December 4, 2008
"We're no better than anyone else. Nobody is. Everyone is the same inside. You need the desire and right circumstances, but it's nothing to do with talent, or with training or education." John Lennon, THE BEATLES by Hunter Davies
I came across this quote while browsing in a bookstore. On Thanksgiving morning I sped through as many Lennon interviews as I could google to find it again. An effort almost divinely calculated to scatter the low clouds of envy during this bare, ruined season. Lennon's rants, put downs, contradictions, meanness, betrayal, and egotism as displayed in interviews from Playboy to Rolling Stone to England's small culture and sex-personal-ad rags of the 60s and 70s produced an image of a man to be pitied.
But sitting at this iBook in a cold flat on Thanksgiving, the sour and cumulative impression was mostly of a man ungrateful for his talent and energy and friends.
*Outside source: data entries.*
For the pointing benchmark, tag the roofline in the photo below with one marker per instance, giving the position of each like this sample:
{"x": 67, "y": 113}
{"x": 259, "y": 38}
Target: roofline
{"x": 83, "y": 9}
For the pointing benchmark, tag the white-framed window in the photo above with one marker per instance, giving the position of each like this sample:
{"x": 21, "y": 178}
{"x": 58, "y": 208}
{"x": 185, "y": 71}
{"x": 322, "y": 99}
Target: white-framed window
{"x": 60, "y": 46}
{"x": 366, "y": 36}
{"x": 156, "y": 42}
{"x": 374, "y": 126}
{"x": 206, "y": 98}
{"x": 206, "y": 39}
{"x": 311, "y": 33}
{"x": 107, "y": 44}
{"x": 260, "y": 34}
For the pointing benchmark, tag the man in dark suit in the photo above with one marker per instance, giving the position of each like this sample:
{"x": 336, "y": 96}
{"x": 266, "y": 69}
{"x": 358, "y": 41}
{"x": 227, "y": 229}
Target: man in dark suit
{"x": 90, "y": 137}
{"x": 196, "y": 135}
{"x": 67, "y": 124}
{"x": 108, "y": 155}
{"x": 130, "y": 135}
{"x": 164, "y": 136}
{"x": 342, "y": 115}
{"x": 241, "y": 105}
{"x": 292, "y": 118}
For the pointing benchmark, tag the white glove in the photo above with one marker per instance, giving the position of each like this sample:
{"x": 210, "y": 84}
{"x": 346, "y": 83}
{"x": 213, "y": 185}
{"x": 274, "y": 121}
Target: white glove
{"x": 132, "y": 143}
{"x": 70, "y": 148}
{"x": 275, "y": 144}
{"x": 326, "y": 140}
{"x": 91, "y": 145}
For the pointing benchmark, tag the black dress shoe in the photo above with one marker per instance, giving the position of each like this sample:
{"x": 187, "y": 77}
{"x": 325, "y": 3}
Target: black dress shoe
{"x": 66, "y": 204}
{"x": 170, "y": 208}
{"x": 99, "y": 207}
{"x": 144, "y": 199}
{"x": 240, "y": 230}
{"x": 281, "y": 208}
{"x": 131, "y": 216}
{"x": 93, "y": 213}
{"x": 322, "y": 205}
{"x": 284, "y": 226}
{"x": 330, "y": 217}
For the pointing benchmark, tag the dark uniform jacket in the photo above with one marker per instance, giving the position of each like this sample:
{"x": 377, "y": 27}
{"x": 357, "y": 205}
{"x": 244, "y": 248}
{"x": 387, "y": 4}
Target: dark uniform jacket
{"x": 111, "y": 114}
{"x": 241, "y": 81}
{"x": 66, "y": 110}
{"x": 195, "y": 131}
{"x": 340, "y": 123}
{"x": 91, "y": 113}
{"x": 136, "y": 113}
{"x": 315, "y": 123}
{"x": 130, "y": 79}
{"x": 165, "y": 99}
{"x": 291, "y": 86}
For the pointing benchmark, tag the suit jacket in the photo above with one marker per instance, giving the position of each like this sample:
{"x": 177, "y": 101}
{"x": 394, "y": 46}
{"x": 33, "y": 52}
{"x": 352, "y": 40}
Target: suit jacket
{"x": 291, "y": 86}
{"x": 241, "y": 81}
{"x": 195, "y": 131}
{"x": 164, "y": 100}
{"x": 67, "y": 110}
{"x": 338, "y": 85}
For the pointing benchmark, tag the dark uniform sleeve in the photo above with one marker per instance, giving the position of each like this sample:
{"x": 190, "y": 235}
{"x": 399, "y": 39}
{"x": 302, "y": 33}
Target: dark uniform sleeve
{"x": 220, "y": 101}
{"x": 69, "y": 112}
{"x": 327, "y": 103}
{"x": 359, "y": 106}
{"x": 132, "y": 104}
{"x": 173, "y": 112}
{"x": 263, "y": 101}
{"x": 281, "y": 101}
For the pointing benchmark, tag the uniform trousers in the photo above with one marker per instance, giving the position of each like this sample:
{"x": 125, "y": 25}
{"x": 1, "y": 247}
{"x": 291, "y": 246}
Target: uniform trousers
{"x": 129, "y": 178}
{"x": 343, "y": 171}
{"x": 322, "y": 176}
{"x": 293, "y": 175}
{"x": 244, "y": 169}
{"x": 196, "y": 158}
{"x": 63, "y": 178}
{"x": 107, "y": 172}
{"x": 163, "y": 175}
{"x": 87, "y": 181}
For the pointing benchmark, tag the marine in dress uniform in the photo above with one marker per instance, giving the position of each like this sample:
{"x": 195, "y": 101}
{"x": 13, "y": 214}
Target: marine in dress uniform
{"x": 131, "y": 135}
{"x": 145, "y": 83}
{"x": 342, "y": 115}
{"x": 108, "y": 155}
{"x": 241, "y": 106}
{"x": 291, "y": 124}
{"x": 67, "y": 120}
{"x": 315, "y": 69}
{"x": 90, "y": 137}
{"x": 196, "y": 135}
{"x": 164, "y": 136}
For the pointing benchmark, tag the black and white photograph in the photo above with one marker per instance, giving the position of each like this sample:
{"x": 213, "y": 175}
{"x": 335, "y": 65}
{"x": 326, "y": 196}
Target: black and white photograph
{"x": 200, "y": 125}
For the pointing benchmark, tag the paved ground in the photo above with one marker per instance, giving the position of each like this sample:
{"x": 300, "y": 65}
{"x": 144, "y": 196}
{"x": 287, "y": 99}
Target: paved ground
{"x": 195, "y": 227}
The cascade of false modesity, tinny philosophizing, insecurity, and denial of gifts explained in part why Lennon had, by 1970, his best work in racks marked "Beatles". Whatever artistic judgements he once had, his last album had the slick, sticky shine of late 70s and early 80s lip gloss smeared over too much of the music product of the time. George Martin and Chris Thomas were no longer there to restrain indulgence and repetition or flesh out songs with professional and inspired musicality.
I also came across a Christianity Today article from a few years ago that told the story of Lennon's brief infatuation with Christianity -- unfortunately channeled through one Oral Roberts to whom my mother sent more than one money order equivalent of a bag of groceries. Lennon had the money to indulge himself -- unlike my desperately unhappy mother -- and possibly missed the opportunity for true religion if he had bothered to read some of England's own best apologists. Lewis, Chesterton, Newman. While Lennon corresponded with Mr. Roberts, Yoko flew to Peru and paid a "witch" 60 thousand dollars of Beatle money to bestow on the self-appointed "artist" great "powers."
Lennon's life had smashed up into farce.
I hope he was happy just before he was looned into a place sure to be more generous and forgiving than his wife.
If he had stayed the course, applied the energy of ambition to the desire for grace, it might have been different.
Many may disagree, but only God inspires gratitude. You shouldn't have to be a pioneer or colonizer; visa holder or immigrant to appreciate the inevitability and uniqueness of Thanksgiving in an America founded by the devout. Canada followed suit, but today is too demoralized, too uncomfortable in its blessings to be grateful. Around the world, five million Americans -- students, business persons, missionaries, soldiers, sailors, airmen and Marines -- celebrate Thanksgiving. An exhausted Britain left behind the Oxford University Press and, paradoxically, the least snobbish language in history. Perhaps Thanksgiving will be our global legacy when America has moved on.